Shake it off
- Jane Barber
- 1
- Posted on
One of the most significant symptoms of my anxiety disorder is that I am quick to worry, often about things that don’t end up being a big deal.
A consequence of this that seems surprising is that though I sometimes freak out over small things, in a real crisis I am not just ok, I am great. In fact, a large part of my career is based on my ability to come up with solutions quickly, execute a plan under pressure, and just generally keep my shit together when things are going badly.
So when that 6.6 earthquake hit Wellington, I didn’t freak out. I went to work, and I not only coped, I did an excellent job.
This sounds counter-intuitive., My theory is that years of operating day to day with a higher-than-average level of anxiety means that I have experience operating in a “fight” state. My brain is used to working under pressure and so in a situation that causes most people to have a “flight” reaction, I’m prepared to just get on with things. By prepared I don’t mean willing, by the way. I’m not trying to say that I am super awesome at being a human and that those that buckle in times of crisis are inferior. By prepared, I mean practiced. I’ve spent 30 years operating in low level panic mode; I’ve learned how to cope with abnormal levels of dopamine and serotonin. My normal is your abnormal. A situation that is run of the mill for you might cause an elevated heart rate for me – but what that means is that in a situation that causes ALL of us an elevated heart rate, I’m not surprised or thrown off balance by that.
The reason I want to talk about this now is that it is important to realise that mental illness is not black and white, and that the consequences of living with it are not always good or bad. Let there be no confusion – I’d much rather not have an anxiety disorder. But, and this is a big but (heh), it isn’t all terrible. This is one of the reasons that I write this column under a pseudonym – the first reaction a potential employer might have to hearing I have an anxiety disorder might quite understandably be an assumption that I freak out under stress, that I would be unreliable, that I would require kid-glove treatment. In fact, this makes me good at my job.
Of course many people with anxiety disorders and other mental illnesses are particularly vulnerable during crisis situations, and I’d hate for this to be read as some kind of cover-all description of how every person will react if there is another earthquake. This is just my own experience*.

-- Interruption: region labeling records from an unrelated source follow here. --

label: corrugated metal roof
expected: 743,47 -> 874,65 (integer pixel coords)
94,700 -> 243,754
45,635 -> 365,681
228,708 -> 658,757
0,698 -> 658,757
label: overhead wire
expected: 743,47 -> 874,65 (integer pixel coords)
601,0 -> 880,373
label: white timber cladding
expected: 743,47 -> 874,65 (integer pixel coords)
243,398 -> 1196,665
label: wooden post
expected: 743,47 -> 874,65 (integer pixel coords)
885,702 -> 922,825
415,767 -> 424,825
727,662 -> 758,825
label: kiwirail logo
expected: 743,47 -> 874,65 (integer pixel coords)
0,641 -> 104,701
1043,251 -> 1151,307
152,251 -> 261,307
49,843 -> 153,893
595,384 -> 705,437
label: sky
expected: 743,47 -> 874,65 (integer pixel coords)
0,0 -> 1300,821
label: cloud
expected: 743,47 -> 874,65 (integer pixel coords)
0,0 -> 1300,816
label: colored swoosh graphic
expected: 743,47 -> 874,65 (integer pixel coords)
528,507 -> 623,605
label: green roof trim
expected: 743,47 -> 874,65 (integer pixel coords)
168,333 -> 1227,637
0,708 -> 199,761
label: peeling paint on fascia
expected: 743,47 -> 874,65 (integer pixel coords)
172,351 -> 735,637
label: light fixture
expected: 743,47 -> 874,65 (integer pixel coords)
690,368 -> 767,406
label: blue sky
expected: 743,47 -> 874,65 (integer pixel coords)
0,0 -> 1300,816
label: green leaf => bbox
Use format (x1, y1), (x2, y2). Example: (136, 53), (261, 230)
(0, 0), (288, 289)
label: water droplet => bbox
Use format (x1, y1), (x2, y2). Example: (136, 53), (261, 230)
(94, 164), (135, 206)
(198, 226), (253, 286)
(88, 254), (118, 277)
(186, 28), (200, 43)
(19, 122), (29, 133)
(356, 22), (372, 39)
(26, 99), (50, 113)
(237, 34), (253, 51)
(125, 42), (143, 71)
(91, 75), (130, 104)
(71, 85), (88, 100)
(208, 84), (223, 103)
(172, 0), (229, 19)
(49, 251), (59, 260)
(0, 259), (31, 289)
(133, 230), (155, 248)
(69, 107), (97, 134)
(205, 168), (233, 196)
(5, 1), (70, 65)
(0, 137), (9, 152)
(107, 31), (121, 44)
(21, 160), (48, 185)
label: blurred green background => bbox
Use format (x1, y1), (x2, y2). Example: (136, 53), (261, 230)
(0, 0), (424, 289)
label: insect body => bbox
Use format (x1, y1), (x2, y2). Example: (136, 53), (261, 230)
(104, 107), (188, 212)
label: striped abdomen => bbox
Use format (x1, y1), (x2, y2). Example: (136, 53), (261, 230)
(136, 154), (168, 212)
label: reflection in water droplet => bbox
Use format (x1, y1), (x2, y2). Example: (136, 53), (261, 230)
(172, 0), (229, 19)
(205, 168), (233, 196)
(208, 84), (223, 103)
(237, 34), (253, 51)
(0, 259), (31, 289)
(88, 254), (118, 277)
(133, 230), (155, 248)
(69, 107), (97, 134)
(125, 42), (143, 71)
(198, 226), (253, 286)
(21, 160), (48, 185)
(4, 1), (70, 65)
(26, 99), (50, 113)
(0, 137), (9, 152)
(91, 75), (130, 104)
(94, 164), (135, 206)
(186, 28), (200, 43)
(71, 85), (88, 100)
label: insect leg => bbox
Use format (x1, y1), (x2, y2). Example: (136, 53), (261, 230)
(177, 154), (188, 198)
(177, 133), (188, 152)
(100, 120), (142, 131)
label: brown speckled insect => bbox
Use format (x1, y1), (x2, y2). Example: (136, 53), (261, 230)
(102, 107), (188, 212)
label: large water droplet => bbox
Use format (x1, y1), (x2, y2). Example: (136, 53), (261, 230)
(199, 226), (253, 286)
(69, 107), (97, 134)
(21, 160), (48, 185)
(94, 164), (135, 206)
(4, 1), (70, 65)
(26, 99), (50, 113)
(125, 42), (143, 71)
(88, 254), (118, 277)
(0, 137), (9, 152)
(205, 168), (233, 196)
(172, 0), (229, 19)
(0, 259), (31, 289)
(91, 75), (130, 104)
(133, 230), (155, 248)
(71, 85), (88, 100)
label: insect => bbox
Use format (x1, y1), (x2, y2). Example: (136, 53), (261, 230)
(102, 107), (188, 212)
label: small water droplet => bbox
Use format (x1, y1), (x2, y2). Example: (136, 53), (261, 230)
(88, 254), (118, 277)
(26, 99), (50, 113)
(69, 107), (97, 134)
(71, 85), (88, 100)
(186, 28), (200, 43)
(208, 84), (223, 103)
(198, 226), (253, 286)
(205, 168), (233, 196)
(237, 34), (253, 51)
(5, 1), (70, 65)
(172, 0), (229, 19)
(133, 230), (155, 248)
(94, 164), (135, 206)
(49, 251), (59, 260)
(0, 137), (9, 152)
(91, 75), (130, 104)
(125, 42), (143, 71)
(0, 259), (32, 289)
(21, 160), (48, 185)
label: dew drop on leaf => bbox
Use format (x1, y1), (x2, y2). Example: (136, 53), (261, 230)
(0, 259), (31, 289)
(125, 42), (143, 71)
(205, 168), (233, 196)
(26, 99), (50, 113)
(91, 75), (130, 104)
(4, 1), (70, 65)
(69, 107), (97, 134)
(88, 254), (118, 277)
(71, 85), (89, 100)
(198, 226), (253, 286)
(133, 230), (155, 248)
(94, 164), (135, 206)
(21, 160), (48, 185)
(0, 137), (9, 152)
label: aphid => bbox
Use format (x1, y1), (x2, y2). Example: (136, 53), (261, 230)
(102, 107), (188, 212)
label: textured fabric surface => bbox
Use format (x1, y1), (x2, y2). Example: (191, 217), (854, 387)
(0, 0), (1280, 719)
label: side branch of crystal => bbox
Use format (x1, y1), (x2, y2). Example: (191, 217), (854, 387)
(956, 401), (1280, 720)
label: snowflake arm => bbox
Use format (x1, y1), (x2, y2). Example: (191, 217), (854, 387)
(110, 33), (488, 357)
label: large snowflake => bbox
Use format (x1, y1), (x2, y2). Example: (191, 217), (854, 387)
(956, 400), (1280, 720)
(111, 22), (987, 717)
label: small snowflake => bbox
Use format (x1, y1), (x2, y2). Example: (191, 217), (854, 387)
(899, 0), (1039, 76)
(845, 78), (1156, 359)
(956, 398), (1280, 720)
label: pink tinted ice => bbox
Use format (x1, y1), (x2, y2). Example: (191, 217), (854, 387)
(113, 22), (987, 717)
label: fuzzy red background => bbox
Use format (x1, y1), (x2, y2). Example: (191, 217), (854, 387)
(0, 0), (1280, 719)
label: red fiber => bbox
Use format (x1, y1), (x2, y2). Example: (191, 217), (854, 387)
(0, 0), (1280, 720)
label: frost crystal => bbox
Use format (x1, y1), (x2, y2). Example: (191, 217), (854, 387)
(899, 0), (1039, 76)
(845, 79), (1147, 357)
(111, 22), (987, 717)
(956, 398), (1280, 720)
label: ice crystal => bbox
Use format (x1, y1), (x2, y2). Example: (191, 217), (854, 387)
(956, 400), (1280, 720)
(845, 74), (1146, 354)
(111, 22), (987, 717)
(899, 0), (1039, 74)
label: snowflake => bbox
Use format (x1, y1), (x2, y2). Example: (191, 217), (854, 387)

What I’d like to suggest you do, especially if the earthquakes of the past few weeks have left you unsettled, is to use that experience as a form of practice. Learn from it – what was it that you needed most to calm you down? Where did you want to be? What did you need to know? Use that to make a plan for what to do if another, more damaging quake hits. And on a more selfish note – use that experience as a small insight into what it is like to live with anxiety. It isn’t about having a weak personality, or about ‘flaking out’ under pressure. It is about chemicals. If you found yourself panicked in the hours and days after the quake, it’s ok – you don’t need to feel fucked up or guilty about being scared.
* I just want to note that I can only imagine what it was like to be in Christchurch, or Seddon, during and after the quakes and that my experience is not at all comparable. Who knows if I can or would be able to hold my shit together in such a situation, or for that matter, the situation that is on-going for everyone down there?
Gosh, I couldn’t agree more. Whilst it’s never been diagnosed, I reckon I suffer from some form of mild anxiety disorder. It doesn’t rule my life, but it certainly shapes it, and whilst I often look in awe upon others who seem to thrive upon the very situations that cause me to panic, seeing such people genuinely freaked out brings them down to a level I’m far more familiar with, and that alone precipitates a clarity of mind that I otherwise rarely experience.
Seeing a bunch of extroverted alpha male colleagues freaking out during the recent quake calmed me to such a degree that I was the one yelling out to them to get under a desk (we had tiles falling from the roof) and take cover. It was weird. I wasn’t afraid at all, and got to experience something I rarely get the chance to – calmness and control amidst chaos.